By Tyson Thorne

December 13, 2017
 
 

I appeal to Euodia and to Syntyche to agree in the Lord. 4:3 Yes, I say also to you, true companion, help them. They have struggled together in the gospel ministry along with me and Clement and my other coworkers, whose names are in the book of life. 4:4 Rejoice in the Lord always. Again I say, rejoice! 4:5 Let everyone see your gentleness. The Lord is near! 4:6 Do not be anxious about anything. Instead, in every situation, through prayer and petition with thanksgiving, tell your requests to God. 4:7 And the peace of God that surpasses all understanding will guard your hearts and minds in Christ Jesus.

Sometimes it happens, even among believers. Arguments arise and fellowship can be broken. There was a situation just like this among a pair of believers at the church in Philippi. We don’t know the nature of the argument, but if Paul had heard about it while in prison it had to be a doozy. The two Greek immigrants (we know their nationality based on their names, and since Philippi was a Roman city they were likely legal immigrants) could not work out their problem together, so Paul asked the church to help them. At least that’s one reading.
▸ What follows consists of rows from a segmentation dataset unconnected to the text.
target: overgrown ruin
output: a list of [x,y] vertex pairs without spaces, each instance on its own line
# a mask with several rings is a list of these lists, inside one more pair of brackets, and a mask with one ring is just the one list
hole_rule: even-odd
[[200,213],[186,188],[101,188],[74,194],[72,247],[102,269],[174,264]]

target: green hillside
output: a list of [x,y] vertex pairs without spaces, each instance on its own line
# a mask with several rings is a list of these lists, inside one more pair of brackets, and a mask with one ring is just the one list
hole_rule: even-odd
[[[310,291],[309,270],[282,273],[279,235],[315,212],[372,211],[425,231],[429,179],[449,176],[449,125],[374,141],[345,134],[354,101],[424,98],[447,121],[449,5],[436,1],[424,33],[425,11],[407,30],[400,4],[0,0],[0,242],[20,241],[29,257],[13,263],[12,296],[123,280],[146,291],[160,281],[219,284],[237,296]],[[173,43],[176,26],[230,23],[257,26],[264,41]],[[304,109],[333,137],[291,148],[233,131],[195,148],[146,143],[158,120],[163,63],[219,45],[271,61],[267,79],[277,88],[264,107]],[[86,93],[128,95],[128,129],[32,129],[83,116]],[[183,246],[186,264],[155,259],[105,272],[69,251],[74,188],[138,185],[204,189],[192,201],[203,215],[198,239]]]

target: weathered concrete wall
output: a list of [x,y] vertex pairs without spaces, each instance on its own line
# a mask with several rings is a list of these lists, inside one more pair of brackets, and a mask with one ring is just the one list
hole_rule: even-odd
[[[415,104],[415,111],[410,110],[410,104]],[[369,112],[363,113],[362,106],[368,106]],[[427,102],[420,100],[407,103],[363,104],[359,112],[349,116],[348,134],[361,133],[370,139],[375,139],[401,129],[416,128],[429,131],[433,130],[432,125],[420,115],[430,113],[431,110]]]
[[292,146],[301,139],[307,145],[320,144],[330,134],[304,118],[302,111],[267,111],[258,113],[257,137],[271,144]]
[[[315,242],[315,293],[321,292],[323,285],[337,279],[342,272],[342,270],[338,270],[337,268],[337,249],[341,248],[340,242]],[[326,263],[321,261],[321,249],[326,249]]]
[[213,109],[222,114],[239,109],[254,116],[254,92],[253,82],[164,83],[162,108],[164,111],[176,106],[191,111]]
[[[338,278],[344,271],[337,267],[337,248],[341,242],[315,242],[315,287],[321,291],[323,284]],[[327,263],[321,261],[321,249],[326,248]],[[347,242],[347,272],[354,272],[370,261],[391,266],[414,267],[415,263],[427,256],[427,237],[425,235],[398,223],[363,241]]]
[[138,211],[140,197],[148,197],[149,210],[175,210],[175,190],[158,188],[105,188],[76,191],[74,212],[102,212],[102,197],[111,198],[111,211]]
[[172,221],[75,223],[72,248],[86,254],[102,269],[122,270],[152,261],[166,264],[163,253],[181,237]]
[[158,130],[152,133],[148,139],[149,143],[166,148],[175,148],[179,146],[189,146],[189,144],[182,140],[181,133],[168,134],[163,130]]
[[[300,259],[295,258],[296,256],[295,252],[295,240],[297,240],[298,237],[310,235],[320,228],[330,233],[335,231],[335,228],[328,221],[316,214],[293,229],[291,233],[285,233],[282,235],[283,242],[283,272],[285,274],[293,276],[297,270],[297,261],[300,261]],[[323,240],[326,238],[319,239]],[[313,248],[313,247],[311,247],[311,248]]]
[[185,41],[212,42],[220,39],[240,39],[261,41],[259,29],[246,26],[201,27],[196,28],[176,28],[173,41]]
It could also be that the word translated “true companion” is a proper name, Suzugos. Either way, counsel was needed and Paul expected the believers to assist. What made resolution especially important in this case is the dispute is among ministers, people who should know how to handle conflict. Paul describes them as coworkers, and it is possible that this relationship goes all the way back to Acts 16, where another Greek merchant named Lydia had a prayer group that Paul stumbled upon. While this may be pure conjecture on my part, it would explain the relationship between them and Paul; it also ties the them to the Greek community in Philippi. Since Euodia and to Syntyche are female names it isn’t such a stretch that they were part of Lydia’s prayer group. So while the evidence is circumstantial, I think it ties together rather well.
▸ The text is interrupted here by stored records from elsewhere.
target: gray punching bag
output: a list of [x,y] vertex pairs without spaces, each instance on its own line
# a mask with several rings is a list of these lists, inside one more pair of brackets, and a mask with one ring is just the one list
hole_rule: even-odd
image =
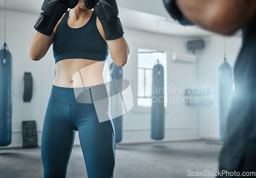
[[226,57],[219,68],[219,102],[220,114],[220,139],[226,135],[226,121],[233,95],[232,69]]
[[[115,79],[122,79],[123,71],[121,67],[119,67],[116,65],[114,62],[112,62],[110,65],[110,73],[111,77],[114,82]],[[119,103],[120,102],[120,103]],[[113,107],[115,106],[116,107]],[[122,109],[122,103],[121,101],[116,101],[114,104],[111,104],[112,107],[111,109]],[[114,126],[115,127],[115,134],[116,136],[116,143],[121,142],[122,140],[122,115],[113,119]]]
[[12,141],[12,57],[5,43],[0,50],[0,146]]
[[163,67],[159,64],[153,68],[151,138],[161,140],[164,137],[164,95]]

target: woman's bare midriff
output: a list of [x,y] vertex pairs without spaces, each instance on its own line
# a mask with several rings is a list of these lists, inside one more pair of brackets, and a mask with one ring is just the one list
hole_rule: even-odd
[[55,86],[75,88],[104,83],[103,61],[84,59],[67,59],[55,64]]

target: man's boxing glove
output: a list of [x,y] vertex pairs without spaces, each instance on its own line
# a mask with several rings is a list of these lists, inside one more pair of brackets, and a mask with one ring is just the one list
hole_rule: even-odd
[[83,4],[84,6],[88,9],[92,9],[95,5],[95,0],[83,0]]
[[74,8],[78,0],[45,0],[41,9],[43,11],[34,28],[39,32],[51,36],[53,29],[69,8]]
[[184,26],[194,25],[181,12],[176,4],[176,0],[163,0],[164,6],[170,16]]
[[115,0],[96,0],[94,12],[102,25],[106,40],[121,37],[123,30]]

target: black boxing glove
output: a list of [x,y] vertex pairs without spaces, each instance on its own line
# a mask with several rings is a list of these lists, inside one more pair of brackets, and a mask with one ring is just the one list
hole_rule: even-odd
[[176,0],[163,0],[163,2],[165,8],[173,19],[179,21],[183,26],[194,25],[181,12],[176,4]]
[[88,9],[92,9],[95,5],[95,0],[83,0],[84,6]]
[[45,0],[41,9],[43,11],[34,26],[39,32],[51,36],[56,25],[68,9],[73,9],[78,0]]
[[94,12],[102,25],[106,40],[123,36],[123,30],[115,0],[96,0]]

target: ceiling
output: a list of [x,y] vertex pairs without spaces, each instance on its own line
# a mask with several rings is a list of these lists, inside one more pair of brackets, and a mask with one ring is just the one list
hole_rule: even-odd
[[[38,14],[41,12],[43,2],[43,0],[6,1],[8,10]],[[188,37],[212,34],[197,27],[184,27],[174,21],[165,10],[162,0],[117,0],[117,3],[119,17],[125,28]],[[0,8],[5,8],[5,1],[0,1]]]

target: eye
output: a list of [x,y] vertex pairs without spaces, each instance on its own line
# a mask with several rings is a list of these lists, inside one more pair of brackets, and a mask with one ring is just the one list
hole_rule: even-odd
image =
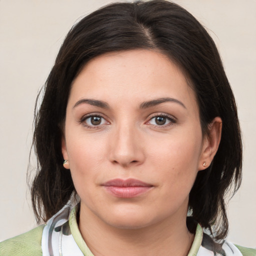
[[91,115],[84,116],[82,119],[81,122],[83,123],[86,126],[90,128],[108,124],[108,122],[105,119],[98,115]]
[[148,123],[157,126],[168,126],[176,122],[175,120],[168,115],[159,115],[151,118]]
In American culture, people not involved in a disagreement standing in to assist might be viewed as sticking their nose in where it doesn’t belong and may embarrass the people who are feuding. In fact, for a variety of reasons, adversity is largely ignored. If people don’t work out their problems on their own, however, an improper division often results which weakens the church. This is one time when the rugged individualism of American culture is a liability rather than an asset. In many other cultures around the globe friends and family often pitch in to help resolve conflict before it becomes destructive, and this is also indicative of Kingdom culture.
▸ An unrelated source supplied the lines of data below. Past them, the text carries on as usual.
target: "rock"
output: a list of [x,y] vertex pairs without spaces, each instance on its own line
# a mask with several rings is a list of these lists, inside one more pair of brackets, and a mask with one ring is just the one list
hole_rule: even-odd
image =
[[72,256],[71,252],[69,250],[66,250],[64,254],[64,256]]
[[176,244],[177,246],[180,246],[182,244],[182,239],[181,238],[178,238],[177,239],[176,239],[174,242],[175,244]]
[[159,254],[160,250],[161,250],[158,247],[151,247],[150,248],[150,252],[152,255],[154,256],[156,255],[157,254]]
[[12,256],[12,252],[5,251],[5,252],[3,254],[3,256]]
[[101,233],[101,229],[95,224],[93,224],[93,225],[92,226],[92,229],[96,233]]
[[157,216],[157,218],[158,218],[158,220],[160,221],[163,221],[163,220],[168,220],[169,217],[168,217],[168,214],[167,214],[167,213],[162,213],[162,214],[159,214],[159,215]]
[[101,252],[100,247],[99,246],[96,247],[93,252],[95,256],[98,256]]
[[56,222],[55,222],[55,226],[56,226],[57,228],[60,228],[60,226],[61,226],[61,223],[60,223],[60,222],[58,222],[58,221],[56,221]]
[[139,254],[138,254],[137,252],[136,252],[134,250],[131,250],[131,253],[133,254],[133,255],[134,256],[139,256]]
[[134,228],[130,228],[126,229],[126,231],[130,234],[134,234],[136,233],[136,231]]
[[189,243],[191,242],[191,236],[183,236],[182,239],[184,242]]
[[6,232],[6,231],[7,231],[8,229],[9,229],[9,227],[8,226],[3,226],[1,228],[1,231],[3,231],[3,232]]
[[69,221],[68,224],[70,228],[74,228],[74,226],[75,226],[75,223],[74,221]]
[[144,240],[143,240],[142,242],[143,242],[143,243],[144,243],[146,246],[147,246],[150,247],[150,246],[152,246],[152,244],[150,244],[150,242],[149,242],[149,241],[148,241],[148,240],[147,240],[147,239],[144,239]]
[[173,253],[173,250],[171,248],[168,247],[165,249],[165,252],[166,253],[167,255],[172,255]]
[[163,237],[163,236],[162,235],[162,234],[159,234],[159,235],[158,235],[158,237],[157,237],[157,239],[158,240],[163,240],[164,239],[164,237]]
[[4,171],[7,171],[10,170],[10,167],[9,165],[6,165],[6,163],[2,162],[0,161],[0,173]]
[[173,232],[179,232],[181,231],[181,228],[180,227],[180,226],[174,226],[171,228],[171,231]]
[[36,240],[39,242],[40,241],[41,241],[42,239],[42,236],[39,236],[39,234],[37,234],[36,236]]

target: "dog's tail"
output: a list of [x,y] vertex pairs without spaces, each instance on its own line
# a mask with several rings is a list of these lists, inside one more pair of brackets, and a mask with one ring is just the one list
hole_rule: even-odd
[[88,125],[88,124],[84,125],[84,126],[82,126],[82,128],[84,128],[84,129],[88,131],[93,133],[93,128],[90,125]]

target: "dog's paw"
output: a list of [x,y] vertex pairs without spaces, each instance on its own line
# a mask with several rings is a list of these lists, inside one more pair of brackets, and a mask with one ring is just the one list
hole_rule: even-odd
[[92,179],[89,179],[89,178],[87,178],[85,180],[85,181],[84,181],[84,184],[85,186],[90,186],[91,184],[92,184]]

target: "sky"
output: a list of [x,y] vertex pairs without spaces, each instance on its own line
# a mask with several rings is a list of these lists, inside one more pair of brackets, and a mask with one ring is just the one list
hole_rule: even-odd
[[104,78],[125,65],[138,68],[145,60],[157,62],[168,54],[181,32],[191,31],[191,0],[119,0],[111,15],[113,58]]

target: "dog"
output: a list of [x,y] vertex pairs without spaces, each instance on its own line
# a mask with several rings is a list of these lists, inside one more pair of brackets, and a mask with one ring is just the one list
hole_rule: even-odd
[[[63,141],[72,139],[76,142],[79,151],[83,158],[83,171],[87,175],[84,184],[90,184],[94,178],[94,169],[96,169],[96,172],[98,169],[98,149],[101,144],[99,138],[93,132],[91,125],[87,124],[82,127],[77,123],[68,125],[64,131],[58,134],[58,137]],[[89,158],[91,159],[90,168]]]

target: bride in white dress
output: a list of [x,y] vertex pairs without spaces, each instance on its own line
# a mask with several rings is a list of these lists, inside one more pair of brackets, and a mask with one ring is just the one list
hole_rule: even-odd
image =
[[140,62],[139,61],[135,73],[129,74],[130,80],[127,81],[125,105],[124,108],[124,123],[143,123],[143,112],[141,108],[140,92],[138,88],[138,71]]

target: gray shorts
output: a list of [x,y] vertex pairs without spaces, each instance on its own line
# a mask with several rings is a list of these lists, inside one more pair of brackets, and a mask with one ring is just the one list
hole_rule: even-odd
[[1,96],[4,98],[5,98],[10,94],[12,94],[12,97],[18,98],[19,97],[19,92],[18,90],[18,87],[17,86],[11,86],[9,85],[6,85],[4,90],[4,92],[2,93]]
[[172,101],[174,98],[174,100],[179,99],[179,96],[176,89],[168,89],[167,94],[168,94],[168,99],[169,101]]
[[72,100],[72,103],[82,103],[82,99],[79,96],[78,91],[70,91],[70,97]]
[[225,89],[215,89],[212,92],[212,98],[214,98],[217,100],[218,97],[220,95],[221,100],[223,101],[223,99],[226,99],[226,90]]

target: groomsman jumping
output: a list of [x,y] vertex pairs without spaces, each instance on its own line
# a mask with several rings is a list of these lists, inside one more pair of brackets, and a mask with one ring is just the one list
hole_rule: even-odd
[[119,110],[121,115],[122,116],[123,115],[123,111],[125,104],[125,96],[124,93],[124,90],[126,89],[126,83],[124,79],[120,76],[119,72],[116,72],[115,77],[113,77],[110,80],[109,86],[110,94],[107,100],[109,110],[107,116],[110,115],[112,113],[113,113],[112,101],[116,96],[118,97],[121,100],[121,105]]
Jesus teaches the same principle in Matthew 18.15-17:

“If your brother sins, go and show him his fault when the two of you are alone. If he listens to you, you have regained your brother. But if he does not listen, take one or two others with you, so that at the testimony of two or three witnesses every matter may be established. If he refuses to listen to them, tell it to the church.”

The people of a church are supposed to be involved in each other’s lives, to the benefit of all.

Paul rarely issues commands like this without telling us how to go about it, and this passage is no different. He comes back around to his command to rejoice, for even conflict promotes spiritual growth. Before we get involved in someone else’s conflict, however, we need to check our mental and emotional state. We should enter into such matters with gentleness and peace. If we rush in and take sides immediately and share in the anxiousness we will not resolve the issue in a God-honoring fashion. We ought to pray with those who are arguing, together, asking God for wisdom and love with a thankful heart. Handling conflict in this manner will result in a peaceful resolution that, instead of being destructive, guards the church.

Paul has emphasized throughout this letter that we are all citizens of Heaven, probably because citizenship was so important to the people of Philippi. We are also part of a family, however, one where God is our father and where it is always appropriate to intercede when conflict arises. Church conflict is family conflict, and it’s time we started behaving like it.